Une longue crise. Un monde qui vieillit.
Il y a deux manières extrêmes de se pencher sur la crise. Une première attitude, précipitée et fébrile, conduit à prêcher la fin du capitalisme et à invoquer le retour aux étatismes d’antan. A un azimut opposé, une autre posture, qualifiée de schumpetérienne, relativise cette crise comme un cycle conjoncturel. Pourtant, entre l’hyper-émotivité et la contemplation, il a la voie de la lucidité. De même qu’entre la prédication désespérée et la contemption de la décadence, il faut choisir l’action.

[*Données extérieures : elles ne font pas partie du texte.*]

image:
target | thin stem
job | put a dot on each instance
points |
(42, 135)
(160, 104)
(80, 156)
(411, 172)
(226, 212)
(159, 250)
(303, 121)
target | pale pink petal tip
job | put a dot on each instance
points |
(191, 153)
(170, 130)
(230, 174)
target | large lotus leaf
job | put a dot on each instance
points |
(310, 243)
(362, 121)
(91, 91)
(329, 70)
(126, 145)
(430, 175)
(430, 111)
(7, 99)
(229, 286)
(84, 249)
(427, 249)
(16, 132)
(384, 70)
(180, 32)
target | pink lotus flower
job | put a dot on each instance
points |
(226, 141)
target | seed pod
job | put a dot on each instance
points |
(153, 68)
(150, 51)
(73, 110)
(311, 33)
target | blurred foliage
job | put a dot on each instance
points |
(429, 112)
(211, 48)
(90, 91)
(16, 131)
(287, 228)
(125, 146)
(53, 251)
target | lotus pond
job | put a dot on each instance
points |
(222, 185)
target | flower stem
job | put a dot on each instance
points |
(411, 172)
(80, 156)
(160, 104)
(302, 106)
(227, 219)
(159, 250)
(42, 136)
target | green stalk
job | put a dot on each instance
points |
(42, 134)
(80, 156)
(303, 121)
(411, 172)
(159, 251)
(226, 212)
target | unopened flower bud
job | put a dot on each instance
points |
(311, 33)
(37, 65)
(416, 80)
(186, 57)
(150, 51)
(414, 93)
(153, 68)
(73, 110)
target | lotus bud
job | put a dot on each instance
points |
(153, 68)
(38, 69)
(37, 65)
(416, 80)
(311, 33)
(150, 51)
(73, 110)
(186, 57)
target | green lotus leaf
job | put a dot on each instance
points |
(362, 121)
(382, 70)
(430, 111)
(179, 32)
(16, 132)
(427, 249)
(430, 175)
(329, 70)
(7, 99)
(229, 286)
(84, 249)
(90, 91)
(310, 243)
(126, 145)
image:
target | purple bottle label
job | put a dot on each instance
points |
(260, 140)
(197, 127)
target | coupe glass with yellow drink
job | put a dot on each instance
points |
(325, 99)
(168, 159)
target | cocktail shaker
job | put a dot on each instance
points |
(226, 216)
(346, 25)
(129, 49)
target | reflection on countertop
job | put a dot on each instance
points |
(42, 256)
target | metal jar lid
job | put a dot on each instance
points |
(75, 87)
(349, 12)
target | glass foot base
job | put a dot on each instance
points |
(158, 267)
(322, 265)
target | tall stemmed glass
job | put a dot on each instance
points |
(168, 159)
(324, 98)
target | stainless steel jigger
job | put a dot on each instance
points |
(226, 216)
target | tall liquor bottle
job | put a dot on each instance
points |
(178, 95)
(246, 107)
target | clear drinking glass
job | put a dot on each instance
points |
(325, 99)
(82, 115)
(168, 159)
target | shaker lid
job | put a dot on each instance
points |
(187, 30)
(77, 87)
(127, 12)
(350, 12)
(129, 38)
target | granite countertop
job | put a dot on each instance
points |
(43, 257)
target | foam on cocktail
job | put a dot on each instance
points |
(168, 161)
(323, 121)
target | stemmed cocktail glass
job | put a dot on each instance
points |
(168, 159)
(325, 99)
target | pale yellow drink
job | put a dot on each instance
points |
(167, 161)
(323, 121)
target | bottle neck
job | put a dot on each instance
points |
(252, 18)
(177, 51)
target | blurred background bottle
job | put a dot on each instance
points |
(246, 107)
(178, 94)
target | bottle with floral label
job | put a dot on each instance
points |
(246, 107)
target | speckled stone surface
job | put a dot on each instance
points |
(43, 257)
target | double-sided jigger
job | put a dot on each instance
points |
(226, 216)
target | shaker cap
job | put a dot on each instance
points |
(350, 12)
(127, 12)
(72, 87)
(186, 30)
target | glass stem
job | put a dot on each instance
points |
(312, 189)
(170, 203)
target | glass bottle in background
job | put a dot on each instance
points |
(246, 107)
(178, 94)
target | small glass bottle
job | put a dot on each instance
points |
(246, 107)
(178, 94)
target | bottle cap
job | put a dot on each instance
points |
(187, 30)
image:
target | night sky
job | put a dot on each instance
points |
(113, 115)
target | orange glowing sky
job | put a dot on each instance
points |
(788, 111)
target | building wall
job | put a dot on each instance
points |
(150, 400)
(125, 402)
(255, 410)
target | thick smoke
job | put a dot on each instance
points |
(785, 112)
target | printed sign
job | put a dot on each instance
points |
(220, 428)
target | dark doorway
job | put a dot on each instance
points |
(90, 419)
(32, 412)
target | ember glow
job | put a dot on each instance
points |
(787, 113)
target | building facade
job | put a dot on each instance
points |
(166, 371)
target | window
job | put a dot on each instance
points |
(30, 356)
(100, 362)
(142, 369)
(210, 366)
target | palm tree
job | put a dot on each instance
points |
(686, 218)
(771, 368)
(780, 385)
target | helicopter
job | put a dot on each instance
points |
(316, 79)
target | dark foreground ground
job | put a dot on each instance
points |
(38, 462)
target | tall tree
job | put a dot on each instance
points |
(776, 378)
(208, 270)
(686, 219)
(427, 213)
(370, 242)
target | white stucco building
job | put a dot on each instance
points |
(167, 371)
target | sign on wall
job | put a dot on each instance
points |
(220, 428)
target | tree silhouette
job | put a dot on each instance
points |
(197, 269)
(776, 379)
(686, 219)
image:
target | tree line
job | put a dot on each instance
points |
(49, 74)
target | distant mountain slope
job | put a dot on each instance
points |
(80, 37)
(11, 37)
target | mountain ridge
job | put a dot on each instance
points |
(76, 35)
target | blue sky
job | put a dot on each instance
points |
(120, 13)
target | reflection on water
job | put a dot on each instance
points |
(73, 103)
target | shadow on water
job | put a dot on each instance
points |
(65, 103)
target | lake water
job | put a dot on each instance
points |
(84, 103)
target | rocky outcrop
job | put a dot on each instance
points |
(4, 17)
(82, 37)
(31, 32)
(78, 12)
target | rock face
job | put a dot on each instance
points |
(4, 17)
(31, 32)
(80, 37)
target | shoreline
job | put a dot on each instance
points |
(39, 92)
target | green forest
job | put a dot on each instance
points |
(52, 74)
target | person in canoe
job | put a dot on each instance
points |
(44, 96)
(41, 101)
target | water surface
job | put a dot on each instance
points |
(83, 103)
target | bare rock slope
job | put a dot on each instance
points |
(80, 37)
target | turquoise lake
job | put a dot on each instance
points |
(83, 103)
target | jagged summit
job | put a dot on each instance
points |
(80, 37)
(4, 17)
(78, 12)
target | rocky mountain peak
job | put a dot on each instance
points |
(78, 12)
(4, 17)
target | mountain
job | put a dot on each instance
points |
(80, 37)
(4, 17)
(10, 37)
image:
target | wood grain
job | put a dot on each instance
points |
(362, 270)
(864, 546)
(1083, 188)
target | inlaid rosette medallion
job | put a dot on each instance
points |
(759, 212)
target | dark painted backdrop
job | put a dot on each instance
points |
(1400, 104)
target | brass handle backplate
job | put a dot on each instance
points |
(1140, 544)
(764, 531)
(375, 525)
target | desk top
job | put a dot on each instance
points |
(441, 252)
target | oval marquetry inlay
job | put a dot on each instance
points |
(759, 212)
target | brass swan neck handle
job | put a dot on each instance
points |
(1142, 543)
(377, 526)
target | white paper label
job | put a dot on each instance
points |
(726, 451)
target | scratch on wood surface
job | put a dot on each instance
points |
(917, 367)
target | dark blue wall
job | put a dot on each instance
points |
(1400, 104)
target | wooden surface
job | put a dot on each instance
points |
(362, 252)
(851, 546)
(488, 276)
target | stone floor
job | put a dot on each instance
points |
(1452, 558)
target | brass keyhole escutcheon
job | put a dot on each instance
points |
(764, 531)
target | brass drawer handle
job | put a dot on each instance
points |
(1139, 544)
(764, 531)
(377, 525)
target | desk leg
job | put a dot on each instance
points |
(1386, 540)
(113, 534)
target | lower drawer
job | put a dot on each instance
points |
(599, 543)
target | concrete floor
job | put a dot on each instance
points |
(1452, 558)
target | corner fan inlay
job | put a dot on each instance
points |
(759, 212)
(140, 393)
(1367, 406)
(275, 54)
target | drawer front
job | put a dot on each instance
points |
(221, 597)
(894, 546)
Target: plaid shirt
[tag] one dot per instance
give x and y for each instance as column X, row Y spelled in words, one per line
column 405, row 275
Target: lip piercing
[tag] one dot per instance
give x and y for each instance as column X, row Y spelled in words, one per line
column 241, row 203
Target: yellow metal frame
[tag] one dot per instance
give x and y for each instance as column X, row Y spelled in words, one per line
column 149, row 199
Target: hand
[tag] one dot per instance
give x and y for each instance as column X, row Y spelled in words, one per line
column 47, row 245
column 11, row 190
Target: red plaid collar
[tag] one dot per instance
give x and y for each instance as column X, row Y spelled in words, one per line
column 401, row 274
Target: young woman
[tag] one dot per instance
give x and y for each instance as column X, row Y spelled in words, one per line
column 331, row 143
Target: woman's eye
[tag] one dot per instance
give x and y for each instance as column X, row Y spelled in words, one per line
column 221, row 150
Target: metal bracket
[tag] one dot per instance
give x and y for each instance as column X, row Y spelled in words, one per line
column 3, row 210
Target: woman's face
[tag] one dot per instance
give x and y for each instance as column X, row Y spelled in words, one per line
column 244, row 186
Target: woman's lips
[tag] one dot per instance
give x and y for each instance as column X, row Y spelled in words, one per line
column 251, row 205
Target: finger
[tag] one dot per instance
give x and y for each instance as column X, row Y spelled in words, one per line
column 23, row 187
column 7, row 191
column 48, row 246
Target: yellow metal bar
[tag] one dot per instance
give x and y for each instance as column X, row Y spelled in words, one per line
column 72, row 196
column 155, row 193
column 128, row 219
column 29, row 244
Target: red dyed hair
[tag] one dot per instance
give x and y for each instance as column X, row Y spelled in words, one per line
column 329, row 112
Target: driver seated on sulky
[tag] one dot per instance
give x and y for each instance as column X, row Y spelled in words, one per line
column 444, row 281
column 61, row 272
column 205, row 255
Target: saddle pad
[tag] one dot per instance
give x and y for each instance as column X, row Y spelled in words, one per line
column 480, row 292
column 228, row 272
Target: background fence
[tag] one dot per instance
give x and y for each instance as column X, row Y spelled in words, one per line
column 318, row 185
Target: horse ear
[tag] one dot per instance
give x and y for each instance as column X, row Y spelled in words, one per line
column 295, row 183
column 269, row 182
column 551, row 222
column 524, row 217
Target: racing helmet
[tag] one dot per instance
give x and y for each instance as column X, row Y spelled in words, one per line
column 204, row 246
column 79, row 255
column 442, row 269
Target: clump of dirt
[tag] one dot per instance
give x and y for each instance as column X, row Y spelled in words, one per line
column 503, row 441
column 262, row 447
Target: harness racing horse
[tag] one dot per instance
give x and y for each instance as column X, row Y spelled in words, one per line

Et c’est alors qu’il faut s’interroger sur le positionnement de notre économie. Que croyait-on ? Que la Belgique allait pouvoir être indéfiniment le passager clandestin d’une croissance économique stimulée par ses partenaires économiques ? Que nos systèmes fiscaux et parafiscaux, fondés sur un effet d’optique et une conjoncture d’aubaine d’après-guerre, allaient nous permettre de traverser sans encombre les aléas des cycles économiques ?
Nous traînons, depuis les années septante, une lourde dette publique qui paralyse l’action politique. Nul ne sait exactement comment nous allons nous en débarrasser car l’effet « boule de neige » est probablement amorcé. En 2050, il y aura deux travailleurs potentiels pour un retraité, contre quatre aujourd’hui. Les dépenses seront donc intenables car les forces démographiques ouvreront contre le dynamisme entrepreneurial du pays.
Nous avons maintenant compris que nous étions devenus un petit pays. D’ailleurs, la mondialisation, c’est l’économie de marché généralisés. Cette crise est donc un avertissement qu’il faut décoder. Le marché a annoncé l’immersion dans un univers plus volatil. C’est une pénétration brutale dans l’instantanéité de l’économie de marché.
Pour le Royaume, les années 2008-15 ont sonné le tocsin d’une nouvelle guerre économique. Et où sera le peloton belge dans ce plan de bataille ? Pourra-t-il déserter la conscription ? Sera-t-il un guetteur résigné et désespéré ou un stratège inspiré ? La Belgique pourra-t-elle éviter l’obstacle des réformes structurelles qui assureront la croissance de demain ? La réponse est négative.
Certains imaginent que le statu quo économique est souhaitable et justifié par les réflexes des années septante. Comme s’il existait un état stationnaire qui constitue le point d’équilibre de l’économie, qui rendrait l’avenir prévisible, et rassurerait la plupart des agents économiques européens. Cette vision du monde est utopique. La Belgique devra inéluctablement ajuster le curseur de ses systèmes de redistribution au regard de son degré de compétitivité mondiale. L’ouverture des marchés est inéluctable, mais sera source d’ajustements et de frictions.
Et s’il y a une démarche à envisager, c’est de procéder à l‘analyse des forces et faiblesses stratégiques du pays, comme on le ferait pour une entreprise commerciale. Il ne s’agit de rien d’autre que d’une analyse SWOT (Strengths-Weaknesses-Opportunities-Threats). Cela conduira immanquablement à l’idée de transformer notre Royaume en une zone d’attrait, voire franche (c’est-à-dire très peu fiscalisée), pour les investissements étrangers. Il s’agit donc de faire le pari de l’élasticité fiscale, c’es-à-dire de l’accroissement des recettes fiscales par une baisse de taux comme cela a été constaté pour les intérêts notionnels. Il faut aussi investir massivement dans l’éducation et dans la formation professionnelle.
Car, finalement, la question sera de savoir si nous serons à la hauteur de nos chances. Nous devons, repenser notre modèle économique dans la dépendance des capitaux et des centres de décisions étrangers. Cela exigera un projet. Car une autre chose donne des vertiges à la Belgique, un peu comme si l’état d’apesanteur dans lequel elle flottait s’était dissipé : l’intuition d’un cycle révolu. Pour le Royaume, la crise scelle la fin de l’économie du 20e siècle, qui avait survécu pendant 15 ans. Après des générations d’attentisme prudent vient le temps de l’action décisive. Cette crise, c’est l’adieu à un monde usé et vieilli.